London Film Festival 21: the year I almost met Jane Campion.
I haven’t felt this excited about going to London since I was 10 and my Mam took me to BHS on Oxford Street to buy bridesmaid shoes (they were pale blue and I have never loved a pair of shoes more). This LFF has felt a long time coming and although the festival last year did happen online, nothing quite feels like queuing up at 7am in a scratty alley behind Leicester Square to get into a busy Industry screening of Paul Verhoeven’s latest film – but more of that later.
I can never decide which bit of the festival to go for, given that we can’t afford to go for the whole thing. Go at the start, you miss the gems they keep until the closing galas. If you go at the end, you miss the buzz of the start. I went in the middle, hoping to catch a bit of everything and I was not disappointed. The only rule of any film festival is to squeeze in as many films as possible, even if your mind starts to melt and your contact lenses fuse to your eyeballs. I averaged four films per day with a five-film marathon on day 3 but that was really pushing the limits given that the last film I saw that day was the masterful (but very, very slow) Natural Light, from Denes Nagy. What an incredible film but definitely a tough sell.
My festival started with a breakfast meeting with the Reclaim the Frame gang and it felt lovely to get to meet new faces and old in real life after so long on Zoom. It set the tone perfectly. My absolute highlight of the week was seeing Maggie Gyllenhaal’s directorial debut, The Lost Daughter. I felt like I held my breath for the entire film, there wasn’t a wasted second on screen and can’t wait to share it with a Plymouth Arts Cinema audience. Hit the Road, by Panah Panahi, came a very close second and had the most incredible performance by a child actor I have seen in a long time. Another belter was Lucile Hadzihalilovic’s Earwig which lived up to all of my high expectations. I think she is one of the most interesting directors working at the moment, really pushing the boundaries and creating entirely ‘other’ worlds that need to be seen on the big screen. Mesmerising stuff.

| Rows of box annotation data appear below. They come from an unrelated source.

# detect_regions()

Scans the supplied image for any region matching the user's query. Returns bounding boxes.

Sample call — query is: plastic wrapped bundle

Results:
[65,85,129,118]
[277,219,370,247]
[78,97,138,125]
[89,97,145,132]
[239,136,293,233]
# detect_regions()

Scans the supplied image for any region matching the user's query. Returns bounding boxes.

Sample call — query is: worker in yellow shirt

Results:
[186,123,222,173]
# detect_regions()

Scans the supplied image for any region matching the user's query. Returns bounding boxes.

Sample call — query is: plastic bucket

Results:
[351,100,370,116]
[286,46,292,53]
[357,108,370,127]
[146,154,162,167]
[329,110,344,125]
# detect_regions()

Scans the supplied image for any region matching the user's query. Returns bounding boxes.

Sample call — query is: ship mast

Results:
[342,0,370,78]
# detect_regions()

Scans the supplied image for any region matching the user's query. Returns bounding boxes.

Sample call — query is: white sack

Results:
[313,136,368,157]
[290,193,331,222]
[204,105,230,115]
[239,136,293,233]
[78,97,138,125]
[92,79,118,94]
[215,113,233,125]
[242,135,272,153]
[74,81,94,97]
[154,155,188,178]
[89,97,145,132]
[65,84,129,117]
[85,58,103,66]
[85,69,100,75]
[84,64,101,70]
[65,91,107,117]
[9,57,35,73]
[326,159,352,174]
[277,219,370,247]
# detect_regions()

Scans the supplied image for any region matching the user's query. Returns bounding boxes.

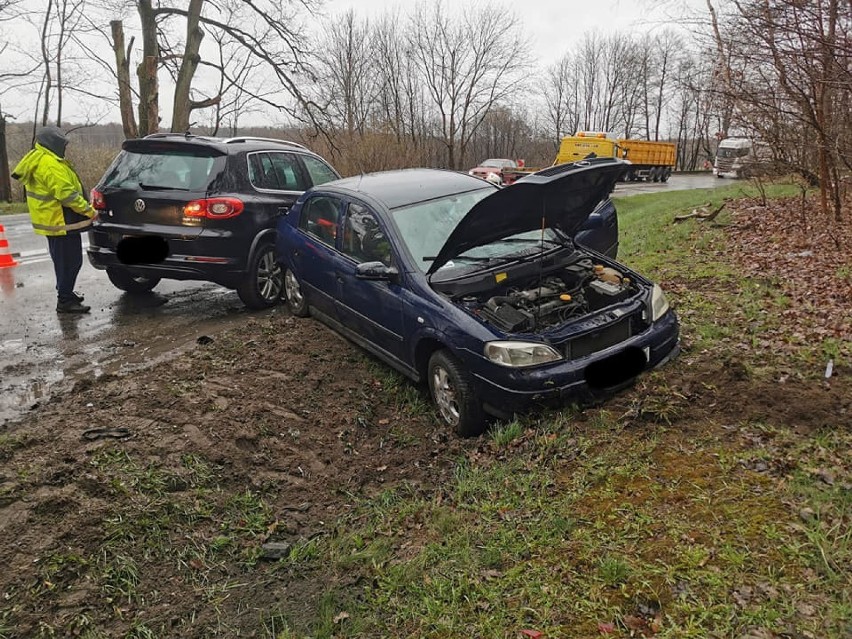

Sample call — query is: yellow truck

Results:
[554,131,677,182]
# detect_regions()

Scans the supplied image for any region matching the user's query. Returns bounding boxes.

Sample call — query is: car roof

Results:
[136,132,316,155]
[318,169,496,209]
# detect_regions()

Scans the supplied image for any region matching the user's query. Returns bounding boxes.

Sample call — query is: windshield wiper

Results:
[423,255,498,262]
[495,237,564,246]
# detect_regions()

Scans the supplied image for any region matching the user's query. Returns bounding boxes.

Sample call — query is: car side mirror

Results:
[355,262,399,282]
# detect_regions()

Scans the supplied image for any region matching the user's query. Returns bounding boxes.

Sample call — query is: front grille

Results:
[564,316,634,359]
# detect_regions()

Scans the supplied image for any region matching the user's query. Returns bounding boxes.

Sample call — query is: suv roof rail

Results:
[224,135,308,151]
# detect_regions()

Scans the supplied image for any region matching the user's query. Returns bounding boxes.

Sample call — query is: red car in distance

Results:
[468,158,522,186]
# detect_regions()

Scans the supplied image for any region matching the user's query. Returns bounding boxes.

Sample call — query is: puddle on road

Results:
[0,283,274,425]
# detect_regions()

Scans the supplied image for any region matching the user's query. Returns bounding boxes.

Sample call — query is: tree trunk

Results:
[109,20,139,139]
[41,0,53,126]
[0,108,12,202]
[172,0,206,133]
[136,0,160,137]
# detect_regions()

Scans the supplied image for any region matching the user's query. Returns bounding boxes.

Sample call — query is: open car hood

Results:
[427,158,630,275]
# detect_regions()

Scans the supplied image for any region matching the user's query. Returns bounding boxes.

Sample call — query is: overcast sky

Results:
[0,0,704,129]
[325,0,704,65]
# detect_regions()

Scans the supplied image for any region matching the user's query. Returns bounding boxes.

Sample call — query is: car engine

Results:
[461,259,638,333]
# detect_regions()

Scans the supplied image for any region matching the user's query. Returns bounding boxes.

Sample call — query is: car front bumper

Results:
[466,312,680,417]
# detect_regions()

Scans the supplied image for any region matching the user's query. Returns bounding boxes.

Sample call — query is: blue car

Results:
[276,158,679,436]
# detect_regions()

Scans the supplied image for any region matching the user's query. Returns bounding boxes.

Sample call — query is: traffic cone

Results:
[0,224,18,268]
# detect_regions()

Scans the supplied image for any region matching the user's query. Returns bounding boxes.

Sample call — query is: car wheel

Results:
[428,350,487,437]
[107,268,160,295]
[237,244,284,309]
[284,269,309,317]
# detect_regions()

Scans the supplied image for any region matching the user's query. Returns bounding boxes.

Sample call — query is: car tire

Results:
[284,269,310,317]
[237,243,284,310]
[427,350,487,437]
[107,268,160,295]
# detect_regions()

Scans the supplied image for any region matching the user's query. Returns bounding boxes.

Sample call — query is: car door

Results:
[289,194,342,319]
[335,201,405,360]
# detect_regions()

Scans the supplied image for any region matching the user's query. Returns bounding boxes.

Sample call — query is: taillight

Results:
[92,189,106,211]
[183,197,245,220]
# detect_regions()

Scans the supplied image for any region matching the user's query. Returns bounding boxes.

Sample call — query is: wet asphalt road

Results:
[0,174,729,424]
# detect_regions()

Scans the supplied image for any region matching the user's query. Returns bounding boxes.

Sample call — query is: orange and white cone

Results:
[0,224,18,268]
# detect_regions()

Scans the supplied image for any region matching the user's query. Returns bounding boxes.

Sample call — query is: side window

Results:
[249,153,307,191]
[299,195,340,246]
[302,155,340,186]
[269,153,308,191]
[249,153,279,189]
[341,202,391,266]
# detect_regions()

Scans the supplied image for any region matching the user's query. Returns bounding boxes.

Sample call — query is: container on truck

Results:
[554,131,677,182]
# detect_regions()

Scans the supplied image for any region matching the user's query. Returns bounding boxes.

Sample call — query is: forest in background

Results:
[0,0,852,220]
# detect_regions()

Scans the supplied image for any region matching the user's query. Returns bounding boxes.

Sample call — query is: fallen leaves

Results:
[727,198,852,351]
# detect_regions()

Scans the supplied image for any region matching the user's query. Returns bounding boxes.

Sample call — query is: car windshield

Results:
[479,159,515,169]
[391,188,563,272]
[104,151,215,191]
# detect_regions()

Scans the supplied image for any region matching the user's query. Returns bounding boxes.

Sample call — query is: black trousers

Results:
[47,233,83,302]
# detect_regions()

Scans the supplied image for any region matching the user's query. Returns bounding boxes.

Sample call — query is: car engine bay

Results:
[458,258,640,333]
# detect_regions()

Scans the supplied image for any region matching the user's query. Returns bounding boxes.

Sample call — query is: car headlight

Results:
[485,342,562,368]
[650,284,669,322]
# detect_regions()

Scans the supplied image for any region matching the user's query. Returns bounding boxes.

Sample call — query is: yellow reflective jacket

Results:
[12,143,95,235]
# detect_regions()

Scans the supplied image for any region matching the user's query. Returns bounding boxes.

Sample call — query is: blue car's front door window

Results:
[341,202,391,266]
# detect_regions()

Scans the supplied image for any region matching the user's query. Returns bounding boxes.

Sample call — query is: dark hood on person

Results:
[36,126,68,158]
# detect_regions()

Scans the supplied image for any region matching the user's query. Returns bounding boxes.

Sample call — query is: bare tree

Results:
[373,13,426,149]
[713,0,852,221]
[316,9,378,138]
[543,54,580,151]
[112,0,326,135]
[408,0,528,169]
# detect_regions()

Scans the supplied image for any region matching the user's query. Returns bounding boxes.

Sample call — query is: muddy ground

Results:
[0,198,852,637]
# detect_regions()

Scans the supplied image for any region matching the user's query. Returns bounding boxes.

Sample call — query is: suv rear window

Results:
[103,150,216,191]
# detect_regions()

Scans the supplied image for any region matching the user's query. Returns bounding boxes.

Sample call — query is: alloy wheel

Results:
[284,269,303,306]
[257,251,282,302]
[432,366,460,426]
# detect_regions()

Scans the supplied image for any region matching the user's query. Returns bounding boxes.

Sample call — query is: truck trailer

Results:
[554,131,677,182]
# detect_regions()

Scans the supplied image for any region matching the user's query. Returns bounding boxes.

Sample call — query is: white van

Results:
[713,138,755,178]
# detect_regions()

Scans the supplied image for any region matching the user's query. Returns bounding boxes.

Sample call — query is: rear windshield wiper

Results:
[139,182,189,191]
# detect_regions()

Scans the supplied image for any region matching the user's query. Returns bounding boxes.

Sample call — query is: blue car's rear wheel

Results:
[284,268,309,317]
[237,244,284,309]
[428,350,487,437]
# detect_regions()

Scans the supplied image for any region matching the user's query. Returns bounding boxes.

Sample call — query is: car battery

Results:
[586,280,629,308]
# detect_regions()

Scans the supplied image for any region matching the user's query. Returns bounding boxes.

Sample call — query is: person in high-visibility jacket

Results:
[12,127,95,313]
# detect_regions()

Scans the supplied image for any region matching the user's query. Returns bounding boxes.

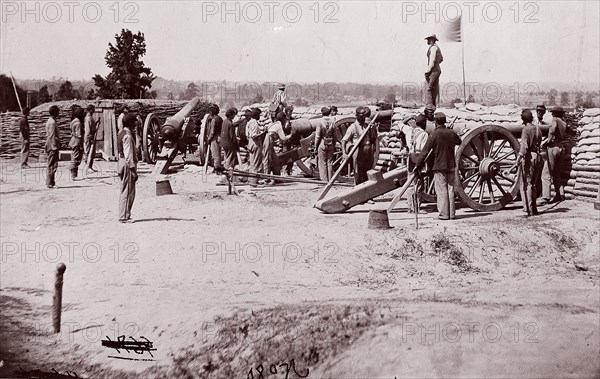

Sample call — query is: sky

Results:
[0,0,600,87]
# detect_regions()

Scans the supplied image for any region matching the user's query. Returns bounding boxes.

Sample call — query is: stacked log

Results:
[565,108,600,202]
[0,100,209,159]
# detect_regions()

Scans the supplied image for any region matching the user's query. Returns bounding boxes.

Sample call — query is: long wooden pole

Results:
[317,112,379,201]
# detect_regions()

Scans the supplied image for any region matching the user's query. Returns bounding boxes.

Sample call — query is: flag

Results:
[444,15,462,42]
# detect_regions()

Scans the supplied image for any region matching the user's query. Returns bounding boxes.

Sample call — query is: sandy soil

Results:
[0,156,600,378]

The film I was most looking forward to was the gala screening of Jane Campion’s The Power of the Dog (screening at PAC from 3rd – 9th December), made all the more exciting by the fact the JC herself was there to introduce it. She has been my absolute hero since I first saw Sweetie and I wrote my MA thesis on The Piano, which is still one of my favourite films. Not only was I there in a cinema with her but I had a ticket to the after party (well, the friend who I went with had the tickets). Absolute golden opportunity to meet her. As the film finished, my friend turned to me and said, ‘Do you mind if we don’t go to the party, it’ll feel too much like still being at work’. I think I was pretty cool about it and what would I have said to JC anyway, even if I had managed to get close enough? ‘Great film Love, keep it up’, while smiling giddily and giving her the thumbs-up? Nope, not cool. So, I graciously (!) agreed and we went for an un-starry but much more fun drink and catch-up instead.
Part of the joy of LFF is that kind of catching up. The random conversations that start in early morning queues where you find out about the gems you may have missed, or you talk about why a particular film worked or didn’t quite hit the mark. You meet filmmakers, other programmers, reviewers, the people who just love cinema and after such a long break, it was those conversations that remind everyone of why we queue at 7am and why we all do what we do. There is something uniquely energising about the cinema overload that festivals deliver.
I saw too many films to mention them all; some good, some mediocre and one absolute howler. Exactly what a festival mix should be – there has to be some texture. There are films I know will play beautifully to our audience; The Phantom of the Open (predictable but incredibly sweet, Belfast (Judy Dench in black and white, say no more), Mothering Sunday, and some which will be a harder sell but absolutely necessary (Earwig and Natural Light already mentioned). There were some which were enjoyable even if I don’t think my audience would want to watch; Dashcam and La Abuela. I also saw a great installation as part of the Expanded programme strand by Darkfield, staged in a shipping container on the Southbank. It was clever, refreshing and unsettling. And the howler I mentioned? Benedetta by Paul Verhoeven, unsurprisingly, hilariously, riotously awful (only my opinion so don’t sue me) but it was the best way to end the festival, sitting with colleagues, tears of inappropriate laughter streaming down our faces in a perfect shared cinema moment. And really, that is the joy. There isn’t anything quite like watching a film as part of an audience – it can transform a terrible film into the best experience, it can create moments of pure beauty and deep resonance and it reminds us all of how much we need other people to connect to.
Was it exhausting? Of course. Was it worth it? Of course. Am I still sad at missing Jane Campion? I think it’s probably better never to meet your heroes, that way you can never be disappointed (or make an absolute arse of yourself).